Optical microscope images of cuts performed in PMN-PT crystals under different conditions. a Beam waist at the surface, p-polarized light; b beam waist at the surface, s-polarized light. For all images, the beam radius at waist is \({6.5}\,\upmu \hbox {m}\), the pulse spacing is \({5}\,\upmu \hbox {m}\) and the laser repetition rate is \({25}\,\hbox {kHz}\); the cuts are realized by placing 5 parallel lines of pulse at the distance of \({5}\,\upmu \hbox {m}\) from each other; pulse energy is in each panel 4.5, 5.5 and \({6.3}\,\upmu \hbox {J}\) for left, middle and right cut, respectively. For s-polarized light and the energy of \({6.3}\,\upmu \hbox {J}\) cracks are observed only in some of the cuts (not shown in the figure)

In conclusion, a good compromise between processing speed and surface/edge quality is a pulse energy of \({5.5}\,\upmu \hbox {J}\) with a beam waist of \({7}\,\upmu \hbox {m}\), a repetition frequency of \({25}\,\hbox {kHz}\) and the placement of the beam waist below the surface of a thick substrate; with these parameters one is able to ablate approximately \({0.06}\,\hbox {mm}^3\,\hbox {min}^{-1}\) of PMN-PT. With these parameters it is necessary to place the beam waist under the surface of the PMN-PT substrate to obtain crack-free edges. As a compensation for the reduced fluence at the surface, one is able to cut substrates of \({300}\,\upmu \hbox {m}\) (and over) of thickness without adjustment of the beam focus.

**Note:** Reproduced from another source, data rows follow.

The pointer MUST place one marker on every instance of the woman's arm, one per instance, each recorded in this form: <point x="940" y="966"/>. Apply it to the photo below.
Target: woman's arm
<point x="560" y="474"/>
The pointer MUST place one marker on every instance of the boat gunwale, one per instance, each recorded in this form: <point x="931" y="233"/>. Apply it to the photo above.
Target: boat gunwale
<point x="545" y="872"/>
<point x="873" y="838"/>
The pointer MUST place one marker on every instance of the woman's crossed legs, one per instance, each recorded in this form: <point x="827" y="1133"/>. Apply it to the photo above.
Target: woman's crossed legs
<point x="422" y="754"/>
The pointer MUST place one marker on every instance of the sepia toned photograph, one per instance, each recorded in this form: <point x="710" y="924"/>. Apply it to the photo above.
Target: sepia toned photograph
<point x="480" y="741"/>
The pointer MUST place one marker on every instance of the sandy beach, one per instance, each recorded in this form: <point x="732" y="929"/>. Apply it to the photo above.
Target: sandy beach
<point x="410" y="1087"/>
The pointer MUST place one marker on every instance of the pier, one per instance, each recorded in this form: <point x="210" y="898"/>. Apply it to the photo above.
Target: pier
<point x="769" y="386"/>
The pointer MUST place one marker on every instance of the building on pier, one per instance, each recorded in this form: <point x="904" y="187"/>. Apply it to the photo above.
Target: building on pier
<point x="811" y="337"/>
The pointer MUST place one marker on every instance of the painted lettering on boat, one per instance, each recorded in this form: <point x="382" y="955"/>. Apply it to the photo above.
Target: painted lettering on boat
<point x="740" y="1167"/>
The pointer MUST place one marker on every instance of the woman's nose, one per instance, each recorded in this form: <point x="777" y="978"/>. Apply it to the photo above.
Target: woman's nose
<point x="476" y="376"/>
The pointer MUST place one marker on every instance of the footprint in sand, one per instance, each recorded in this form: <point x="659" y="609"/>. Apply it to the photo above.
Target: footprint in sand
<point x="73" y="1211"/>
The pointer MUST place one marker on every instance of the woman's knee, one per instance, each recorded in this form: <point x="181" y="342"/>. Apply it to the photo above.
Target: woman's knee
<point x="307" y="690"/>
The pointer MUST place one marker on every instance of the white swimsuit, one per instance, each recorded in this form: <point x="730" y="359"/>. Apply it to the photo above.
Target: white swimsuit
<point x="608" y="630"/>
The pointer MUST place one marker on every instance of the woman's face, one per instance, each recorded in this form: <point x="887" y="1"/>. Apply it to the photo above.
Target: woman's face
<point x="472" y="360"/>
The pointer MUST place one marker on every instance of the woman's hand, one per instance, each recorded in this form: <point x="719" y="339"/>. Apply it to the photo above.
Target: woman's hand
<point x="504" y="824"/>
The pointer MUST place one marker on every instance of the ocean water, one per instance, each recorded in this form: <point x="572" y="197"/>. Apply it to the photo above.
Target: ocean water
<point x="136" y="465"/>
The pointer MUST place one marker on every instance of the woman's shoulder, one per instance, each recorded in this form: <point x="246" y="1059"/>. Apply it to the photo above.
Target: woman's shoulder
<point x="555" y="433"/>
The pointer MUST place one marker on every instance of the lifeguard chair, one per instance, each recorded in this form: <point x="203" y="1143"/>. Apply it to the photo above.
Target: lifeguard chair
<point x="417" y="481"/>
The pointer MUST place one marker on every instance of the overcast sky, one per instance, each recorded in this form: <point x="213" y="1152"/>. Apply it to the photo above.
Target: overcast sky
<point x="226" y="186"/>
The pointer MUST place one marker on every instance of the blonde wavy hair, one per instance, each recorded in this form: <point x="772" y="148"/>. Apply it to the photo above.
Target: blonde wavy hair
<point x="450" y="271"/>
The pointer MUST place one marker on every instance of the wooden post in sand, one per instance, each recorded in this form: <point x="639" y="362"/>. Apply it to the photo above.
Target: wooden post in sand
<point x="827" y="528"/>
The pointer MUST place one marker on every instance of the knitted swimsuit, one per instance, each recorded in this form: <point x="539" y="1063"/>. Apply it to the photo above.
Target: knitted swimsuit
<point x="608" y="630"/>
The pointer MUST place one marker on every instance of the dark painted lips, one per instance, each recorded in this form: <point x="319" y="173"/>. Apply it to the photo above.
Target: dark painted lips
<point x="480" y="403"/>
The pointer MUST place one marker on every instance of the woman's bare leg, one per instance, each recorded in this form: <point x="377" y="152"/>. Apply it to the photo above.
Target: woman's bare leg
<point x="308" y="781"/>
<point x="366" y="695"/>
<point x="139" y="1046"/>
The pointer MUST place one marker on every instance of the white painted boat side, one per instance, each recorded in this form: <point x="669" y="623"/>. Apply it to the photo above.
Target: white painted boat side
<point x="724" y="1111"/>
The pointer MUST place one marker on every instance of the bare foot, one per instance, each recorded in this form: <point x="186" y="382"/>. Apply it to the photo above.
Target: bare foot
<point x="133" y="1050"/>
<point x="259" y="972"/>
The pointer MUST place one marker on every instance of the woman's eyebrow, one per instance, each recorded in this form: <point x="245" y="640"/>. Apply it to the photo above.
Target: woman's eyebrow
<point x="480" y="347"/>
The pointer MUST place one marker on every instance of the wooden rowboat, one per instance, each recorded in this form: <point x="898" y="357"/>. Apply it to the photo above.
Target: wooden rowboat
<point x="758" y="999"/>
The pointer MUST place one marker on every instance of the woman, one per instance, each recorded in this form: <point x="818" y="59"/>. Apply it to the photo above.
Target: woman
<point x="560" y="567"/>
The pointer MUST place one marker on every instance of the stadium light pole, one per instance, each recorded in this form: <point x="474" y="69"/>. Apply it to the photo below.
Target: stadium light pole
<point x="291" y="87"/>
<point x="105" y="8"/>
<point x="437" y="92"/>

In Fig. 14, we show optical images of 300- and 200-micrometer-thick PMN-PT substrates cut with complex shapes. These substrates were cut with the optimized conditions described in the preceding paragraph to have sharp and well-defined edges. Electrical contacts have been fabricated on both sides of the piezoelectric substrate and a voltage ramp was applied in several cycles to further check the performance of the fabricated micro-machined substrates. We did not observe any evolution of cracks and we found that the electrical response of the devices was stable. We believe that the fabrication method presented in this work opens up new possibilities for the development of advanced piezoelectric devices, where precise micro-scale feature definition is mandatory.

Fig. 14
figure 14

Optical images of micro-machined 300 and \({200}\,\upmu \hbox {m}\) thick PMN-PT substrates. a Design featuring three legs with features in the micrometric scale fabricated in a \({300}\,\upmu \hbox {m}\) thick substrate. b Magnified picture of (a), where the gaps between the fabricated legs are as small as \({10}\,\upmu \hbox {m}\). c, d Optical microscope images obtained in transmitted illumination of a H-shape feature, fabricated in a \({200}\,\upmu \hbox {m}\) substrate, with gaps of the order of \({15}\,\upmu \hbox {m}\). Note that the size of the gaps decreases from top to bottom due to the inclination of the cut walls

4 Conclusions

Ultrafast laser microfabrication is a flexible and rapid way to obtain devices from PMN-PT crystals. A good compromise between processing speed and surface/edge quality is a pulse energy of \({5.5}\,\upmu \hbox {J}\) with a beam waist of \({7}\,\upmu \hbox {m}\), a repetition frequency of \({25}\,\hbox {kHz}\) and the placement of the beam waist below the surface of a thick substrate; with these parameters one is able to ablate approximately \({0.06}\,\hbox {mm}^3 \,\hbox {min}^-1\) of PMN-PT and mm-sized devices with deep (\({300}\,\upmu \hbox {m}\)) structures and gaps smaller than \({50}\,\upmu \hbox {m}\) can be obtained in under 30 minutes. The fabricated devices were tested after evaporation of gold electrodes by cycling 10 times voltage ramps from \({0}\,\hbox {V}\) to \({200}\,\hbox {V}\). No visible degradation (evolution of cracks) was observed on the machined crystals after this process. Hence, such micro-machined crystals can be successfully employed for actuating applications as demonstrated in some of our recent works [4, 5, 36,37,38].